Yesterday morning I started my time with the Lord listening to a song sung by Kari Jobe called “First Love”. As she was singing it I was taken back to the first moment that I really experienced God’s love consciously, at a camp in Noordhoek over Easter in 1980. I remembered the thrill of the immediacy and reality of Jesus, the waves of love that swept over me as we sung songs like “Jesus Name above all names”, how I walked early one morning on Noordhoek beach with the dank grey mist came swirling in from the cold Atlantic, talking to Jesus, overcome by this soul-lifting experience, where His presence was so real that I found myself offering Him a sweet from a roll I took out of my pocket. When I went home, after the weekend I had to curb my enthusiasm that I didn’t engulf my dear Emily with the waterfall of emotion I was feeling.
Yesterday morning I was thinking back of that time and even comparing it with the tsunami of emotion I had felt when I first met Emily. After a while I started asking the Lord to help me to relive that feeling again. Later in the day I was musing on all this, still feeling a bit of the emotional high of the morning, when it occurred to me that actually this could not be about emotion. Emotions, as amazing and wonderful as positive emotions can be so unreliable they can be, being swept away by some negative happening within seconds. So it occurred to me that the warning of Jesus to the Ephesian church (in Rev 2:5) could not be about how they felt about Jesus.

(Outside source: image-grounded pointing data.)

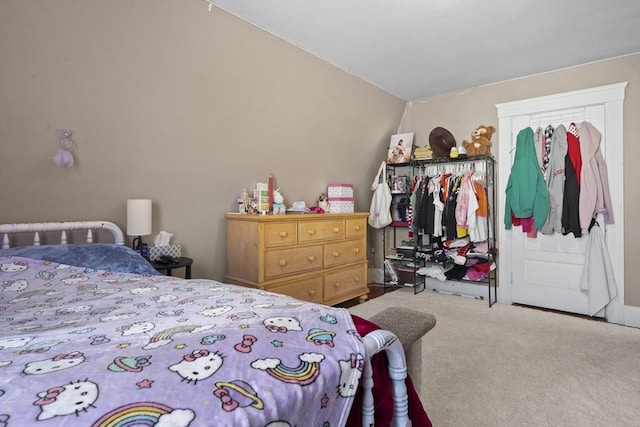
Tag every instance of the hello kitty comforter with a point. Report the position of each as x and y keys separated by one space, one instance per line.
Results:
x=86 y=347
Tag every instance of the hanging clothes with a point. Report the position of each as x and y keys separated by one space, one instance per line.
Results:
x=573 y=149
x=526 y=192
x=598 y=280
x=555 y=181
x=594 y=188
x=571 y=199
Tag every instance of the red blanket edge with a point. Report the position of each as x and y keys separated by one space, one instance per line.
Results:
x=383 y=400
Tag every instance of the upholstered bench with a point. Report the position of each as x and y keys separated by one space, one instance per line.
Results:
x=409 y=326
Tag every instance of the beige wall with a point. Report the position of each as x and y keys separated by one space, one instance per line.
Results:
x=463 y=111
x=171 y=102
x=187 y=107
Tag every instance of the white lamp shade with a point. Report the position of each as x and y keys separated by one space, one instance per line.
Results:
x=138 y=217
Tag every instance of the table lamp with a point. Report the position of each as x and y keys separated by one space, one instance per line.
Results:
x=138 y=220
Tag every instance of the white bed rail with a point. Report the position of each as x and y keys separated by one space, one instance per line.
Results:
x=41 y=227
x=375 y=342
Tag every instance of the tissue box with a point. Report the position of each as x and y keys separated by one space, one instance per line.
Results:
x=341 y=204
x=155 y=252
x=340 y=190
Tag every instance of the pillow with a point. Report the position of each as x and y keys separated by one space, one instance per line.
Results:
x=101 y=256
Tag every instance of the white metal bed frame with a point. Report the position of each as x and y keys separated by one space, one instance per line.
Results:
x=42 y=227
x=374 y=342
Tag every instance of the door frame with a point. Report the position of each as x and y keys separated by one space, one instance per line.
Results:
x=611 y=97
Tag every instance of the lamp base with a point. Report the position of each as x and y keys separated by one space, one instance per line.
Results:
x=137 y=242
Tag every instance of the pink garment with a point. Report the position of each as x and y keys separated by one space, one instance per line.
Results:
x=594 y=188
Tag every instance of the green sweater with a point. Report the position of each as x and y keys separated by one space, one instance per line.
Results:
x=526 y=193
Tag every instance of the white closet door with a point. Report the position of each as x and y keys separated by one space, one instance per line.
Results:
x=546 y=270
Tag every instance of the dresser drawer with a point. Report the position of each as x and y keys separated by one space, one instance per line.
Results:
x=281 y=262
x=356 y=228
x=280 y=233
x=345 y=281
x=344 y=252
x=313 y=231
x=306 y=289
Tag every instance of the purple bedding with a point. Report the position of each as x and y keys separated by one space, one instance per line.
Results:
x=106 y=256
x=87 y=347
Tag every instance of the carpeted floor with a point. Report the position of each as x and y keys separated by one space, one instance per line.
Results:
x=516 y=366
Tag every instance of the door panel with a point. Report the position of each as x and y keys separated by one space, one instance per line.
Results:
x=547 y=269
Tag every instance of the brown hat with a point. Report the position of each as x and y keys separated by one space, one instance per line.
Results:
x=441 y=142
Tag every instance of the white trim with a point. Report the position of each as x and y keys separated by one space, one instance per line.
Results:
x=632 y=316
x=612 y=97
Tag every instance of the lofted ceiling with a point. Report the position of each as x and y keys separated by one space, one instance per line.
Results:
x=420 y=48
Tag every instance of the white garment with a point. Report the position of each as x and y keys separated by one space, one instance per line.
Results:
x=597 y=278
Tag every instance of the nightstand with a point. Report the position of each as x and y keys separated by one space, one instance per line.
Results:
x=166 y=268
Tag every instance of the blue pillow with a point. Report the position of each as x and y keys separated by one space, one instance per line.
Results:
x=101 y=256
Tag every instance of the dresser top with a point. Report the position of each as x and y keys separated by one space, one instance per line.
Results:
x=295 y=217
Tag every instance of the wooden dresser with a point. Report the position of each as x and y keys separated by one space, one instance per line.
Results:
x=314 y=257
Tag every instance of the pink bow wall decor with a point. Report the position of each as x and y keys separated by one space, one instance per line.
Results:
x=63 y=156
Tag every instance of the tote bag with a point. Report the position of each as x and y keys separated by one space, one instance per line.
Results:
x=380 y=210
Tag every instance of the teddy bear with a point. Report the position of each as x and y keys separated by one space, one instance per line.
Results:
x=480 y=144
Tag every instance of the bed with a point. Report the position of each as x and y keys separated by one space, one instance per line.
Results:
x=92 y=335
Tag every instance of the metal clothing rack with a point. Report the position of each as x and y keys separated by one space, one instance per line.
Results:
x=485 y=167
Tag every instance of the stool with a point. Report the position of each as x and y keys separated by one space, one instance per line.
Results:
x=409 y=326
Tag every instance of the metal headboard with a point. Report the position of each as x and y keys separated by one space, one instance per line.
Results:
x=41 y=227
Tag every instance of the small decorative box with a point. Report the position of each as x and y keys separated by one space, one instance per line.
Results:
x=341 y=204
x=340 y=190
x=155 y=252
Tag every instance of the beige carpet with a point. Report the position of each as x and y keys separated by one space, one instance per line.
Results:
x=516 y=366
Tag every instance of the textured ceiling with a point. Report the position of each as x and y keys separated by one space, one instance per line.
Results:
x=419 y=48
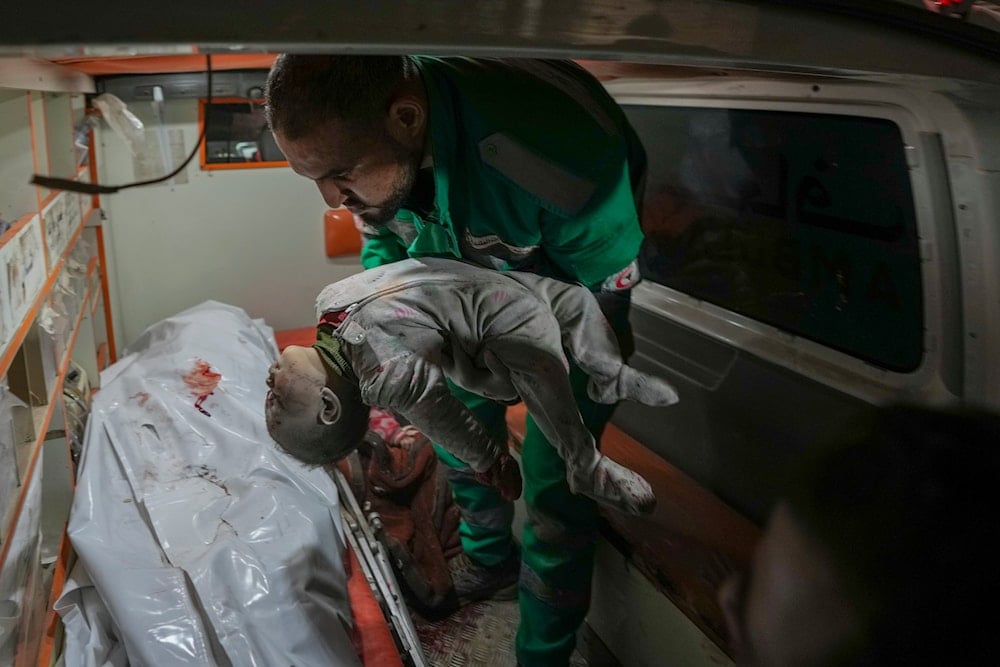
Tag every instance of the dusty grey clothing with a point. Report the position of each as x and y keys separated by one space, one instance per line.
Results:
x=410 y=324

Nor did it necessarily have to do with their chronological love, in other words how they had behaved when they were first converted, although that was probably part of it. It seems to me that what Jesus is speaking about here is the primacy of their love for Him demonstrated by their active practice of love for Him and His people. This is the warning which I felt was applicable to me. That love, the love of Jesus, should be the most important love in our lives, our “first love”, reflected in our love towards others. It should be of first importance as it were.
So I battle, I think we all do with placing the love of Jesus first in our lives all the time. There is a constant struggle between love for Him and other objects (idols). Probably the most important idol is our love for ourselves. Reading Oswald Chambers’ biography I see how he is portrayed as one who constantly made a point of placing God and His agenda above his own. Even when it was inconvenient for him and his family and associates. What a challenge.

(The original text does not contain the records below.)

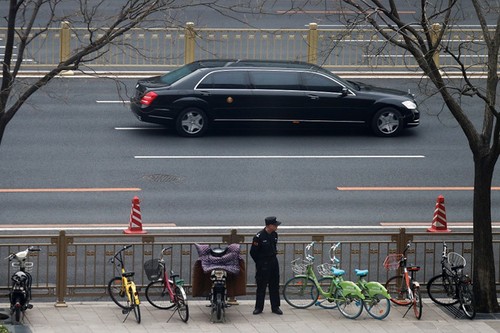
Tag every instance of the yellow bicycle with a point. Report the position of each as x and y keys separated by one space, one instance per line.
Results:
x=122 y=289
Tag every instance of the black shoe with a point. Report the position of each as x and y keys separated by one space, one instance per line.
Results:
x=278 y=311
x=257 y=311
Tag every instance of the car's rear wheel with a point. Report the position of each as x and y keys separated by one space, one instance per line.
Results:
x=192 y=122
x=387 y=122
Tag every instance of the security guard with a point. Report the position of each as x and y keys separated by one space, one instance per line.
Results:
x=263 y=252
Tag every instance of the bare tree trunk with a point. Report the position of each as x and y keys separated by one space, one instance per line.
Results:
x=484 y=261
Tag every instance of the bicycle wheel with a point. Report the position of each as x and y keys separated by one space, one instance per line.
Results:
x=325 y=302
x=417 y=301
x=377 y=306
x=467 y=300
x=219 y=308
x=396 y=287
x=300 y=292
x=442 y=290
x=350 y=306
x=117 y=293
x=157 y=295
x=182 y=305
x=17 y=313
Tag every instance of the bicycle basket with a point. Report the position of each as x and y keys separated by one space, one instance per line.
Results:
x=325 y=269
x=299 y=266
x=455 y=259
x=153 y=269
x=392 y=261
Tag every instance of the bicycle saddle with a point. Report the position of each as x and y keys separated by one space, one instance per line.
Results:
x=337 y=272
x=361 y=272
x=128 y=274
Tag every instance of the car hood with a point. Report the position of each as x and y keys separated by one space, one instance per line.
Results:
x=369 y=88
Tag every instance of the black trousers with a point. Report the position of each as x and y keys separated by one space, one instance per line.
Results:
x=268 y=274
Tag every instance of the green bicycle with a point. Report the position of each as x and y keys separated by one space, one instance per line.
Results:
x=377 y=299
x=304 y=290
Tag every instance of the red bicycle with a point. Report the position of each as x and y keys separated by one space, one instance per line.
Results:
x=403 y=288
x=165 y=292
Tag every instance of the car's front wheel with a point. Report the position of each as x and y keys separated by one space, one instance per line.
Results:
x=387 y=122
x=192 y=122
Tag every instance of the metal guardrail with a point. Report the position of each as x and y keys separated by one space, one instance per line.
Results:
x=75 y=266
x=334 y=48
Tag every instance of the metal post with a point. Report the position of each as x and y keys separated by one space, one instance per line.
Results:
x=64 y=39
x=312 y=43
x=435 y=32
x=189 y=43
x=62 y=269
x=233 y=238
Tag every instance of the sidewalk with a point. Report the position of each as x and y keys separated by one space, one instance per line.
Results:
x=105 y=317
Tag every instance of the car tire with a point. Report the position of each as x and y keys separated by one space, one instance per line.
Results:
x=191 y=122
x=387 y=122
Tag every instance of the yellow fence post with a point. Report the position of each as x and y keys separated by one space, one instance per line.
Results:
x=64 y=39
x=62 y=269
x=436 y=30
x=189 y=43
x=312 y=43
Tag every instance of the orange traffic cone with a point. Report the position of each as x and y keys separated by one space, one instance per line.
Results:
x=439 y=223
x=135 y=225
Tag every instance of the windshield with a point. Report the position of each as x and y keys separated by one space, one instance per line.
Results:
x=179 y=73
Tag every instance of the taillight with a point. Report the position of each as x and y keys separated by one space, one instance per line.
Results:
x=148 y=98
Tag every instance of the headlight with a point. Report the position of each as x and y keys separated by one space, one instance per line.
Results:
x=410 y=105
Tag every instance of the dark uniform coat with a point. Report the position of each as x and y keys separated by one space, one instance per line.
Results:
x=263 y=252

Having said all this, there is surely no harm in the wonderful feelings of love which we may feel for God and Jesus. Often when we sing or experience His closeness in prayer or other circumstances, it spins off to engulf other people. However the encouragement to love, should not depend on those feelings but rather be constantly reaffirmed and built on through our daily relationship and interaction with Jesus.
Coming to my reading in Luke 4:14-21, the reading of the passage of the scripture from Isaiah 61 by Jesus in the synagogue, seems to serve as a written and verbal introduction in Luke to the next phase of public ministry by this Man, clearly linking Him to the Old Testament prophetic word. So He is presented as the “Anointed One”, which is of course what the word Christ means. From here on we will see His character and ministry develop as the true Messiah. So as I had pondered last time at the description of Jesus being “full of he Holy Spirit” we see here in vs 14 that description repeated and it will be repeated a number of times as the gospel unfolds. This seems to be a reminder of two things by Luke. 1. The humanity of Christ. That is apparently a strong theme in Luke’s gospel. So by repeated mentioning the work of the Holy Spirit being, with Jesus in His ministry brings the Trinitarian nature of the Godhead clearly into view. he was not acting on His own. 2. It is a constant reminder of the identity of this Man Jesus: He is truly “The Anointed One”.
So what does this mean to us? Well the baptism and work of the Holy Spirit is active in each truly “born-again” Christian. This supernatural power and wisdom is built into our nature. Does this mean that we can go out and do all the miracles that Christ did, like the charismatic believers profess? Well I suppose theoretically the power of the Spirit is there, however Jesus Himself said He did nothing without His Father’s instruction (John 8:29), one would have to be sure that God had clearly shown you to do it. The point of Jesus’ miracles was clearly to show who He really is and therefore completely unique. However we can be sure to be carried by God’s grace and power through any circumstance and in any ministry situation, as much as we shall ever need. The problem with most of us, me included, is that I try to do so much in my own strength and wisdom, that God wants to empower me to do. So the need for us to surrender completely to Him and be aware of the immense possibilities in His Name is constantly there. We are the supernatural children of the Creator God. Sadly, outsiders many times would not be able to tell that we are different to them. Why? “By their fruit you will know them”.
It is harvest time in all the orchards here in the Boland and well, maybe harvest time in our lives in the face of the challenges of 2021. Let us be so bound to Jesus that His fruit will draw people to Him the Gardener, that we are actively contributing to the “coming of His kingdom and His will being done”.